Structuring your practice:
Practicing mindfully involves several steps. The first stage is the analysis. We start by analysing what’s happening, and identifying possible changes we want to try making.
- be clear what sound you’re aiming for – be as specific and detailed as you can about exactly how you want your playing to sound. Think about tone, dynamics, precision, tempo, timing, tuning, bowing, energy etc
- focus on listening to your own sound using the steps outlined above
- analyse what you’re already achieving and what you feel you still need to work on
- identify specific changes you could try to help achieve the goals
- test the possible solutions – what works and helps towards achieving the sound you’re after?

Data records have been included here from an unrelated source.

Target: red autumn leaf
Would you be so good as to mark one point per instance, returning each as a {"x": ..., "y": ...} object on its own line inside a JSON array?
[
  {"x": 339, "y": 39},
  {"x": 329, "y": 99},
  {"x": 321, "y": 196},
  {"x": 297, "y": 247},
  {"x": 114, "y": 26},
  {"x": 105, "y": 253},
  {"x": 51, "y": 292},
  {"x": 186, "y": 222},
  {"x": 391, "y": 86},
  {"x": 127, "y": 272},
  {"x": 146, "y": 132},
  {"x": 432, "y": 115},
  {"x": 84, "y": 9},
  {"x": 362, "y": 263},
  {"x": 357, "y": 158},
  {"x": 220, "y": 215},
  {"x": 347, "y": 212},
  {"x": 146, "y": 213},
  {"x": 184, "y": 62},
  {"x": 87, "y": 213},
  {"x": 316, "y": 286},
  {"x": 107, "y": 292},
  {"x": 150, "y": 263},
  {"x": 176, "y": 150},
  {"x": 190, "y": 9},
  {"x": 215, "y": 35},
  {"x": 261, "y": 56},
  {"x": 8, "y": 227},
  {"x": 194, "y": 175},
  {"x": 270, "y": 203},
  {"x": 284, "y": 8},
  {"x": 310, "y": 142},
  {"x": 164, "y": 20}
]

Once you’ve identified the changes you want to introduce into your playing, your aim is to get to a point where you no longer need to consciously think about what you’re physically doing for that new technique to be used. It should be possible to use it purely because you hear the desired sound as you’re playing – your subconscious will make the link, and lets you execute the technique naturally.
You can bed new techniques into your playing through mindful repetition, using following steps –
- Break any changes you want to make down into the simplest possible manageable chunks.

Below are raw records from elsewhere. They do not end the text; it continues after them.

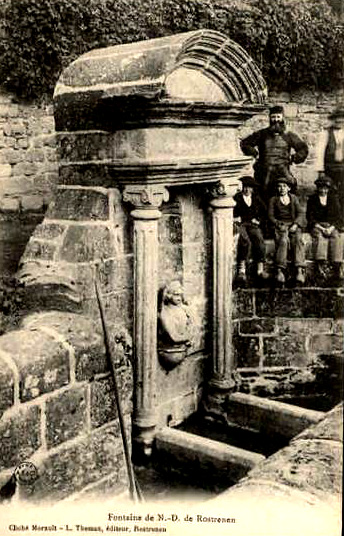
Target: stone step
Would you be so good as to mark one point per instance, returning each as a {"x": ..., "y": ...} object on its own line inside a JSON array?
[
  {"x": 203, "y": 456},
  {"x": 269, "y": 416}
]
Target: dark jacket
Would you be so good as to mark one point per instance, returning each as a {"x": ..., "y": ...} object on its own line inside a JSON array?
[
  {"x": 274, "y": 210},
  {"x": 257, "y": 209},
  {"x": 274, "y": 152},
  {"x": 317, "y": 213}
]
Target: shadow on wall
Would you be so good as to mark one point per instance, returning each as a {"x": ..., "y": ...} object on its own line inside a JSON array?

- Focus on one area of technique at a time.
- Try the new technique in it’s simplest form (on an open string/single note or simple run, if possible). You’ll need to be in the thinking state to achieve this step.
- Once it feels physically comfortable, repeat it, but move into your listening state, and focus on listening to the sound you’re making. Make sure your listening is focused on what improvements you want to make in the sound you’re creating.
- Repeat, with your eyes shut, to focus more deeply.
- Repeat it and record it. Listen back to the recording. Notice if there are things you didn’t hear while you were playing. Is it helping achieve the desired sound? If not, go back to the analysis stage, and see if you can identify any different changes to work on. If it’s working, go on to the next step.
- Put the new technique into a phrase of a tune or riff. Repeat the last 4 steps above
- Move on to the next area of technique
- Repeat the cycle
Memory
One issue you may have is around managing to remember things. How do you learn a new tune and commit it to memory?
What’s your current method of learning a new tune? For many people, they will play it round and round for some time, going over any tricky bits, and gradually familiarising themselves with the patterns in the tune. it can be disconcerting to find that having done this, an hour later you have no idea how the tune starts, and you therefore can’t play it at all. If you go back to a recording at this point, or find the written music, you’ll usually find that in fact you do remember most of the tune. So what happened?
The issue is not so much about not being able to remember the tune, but more a case of not being able to access the memory we have created. if you struggle with remembering tunes it’s worth devoting some of your practice time to practicing the art retrieving tunes from your memory.
If you want to commit a new tune to your long-term memory, there is evidence that if you can learn it, then play it an hour or so later, and then a day later, it will help lodge it more firmly into your mind.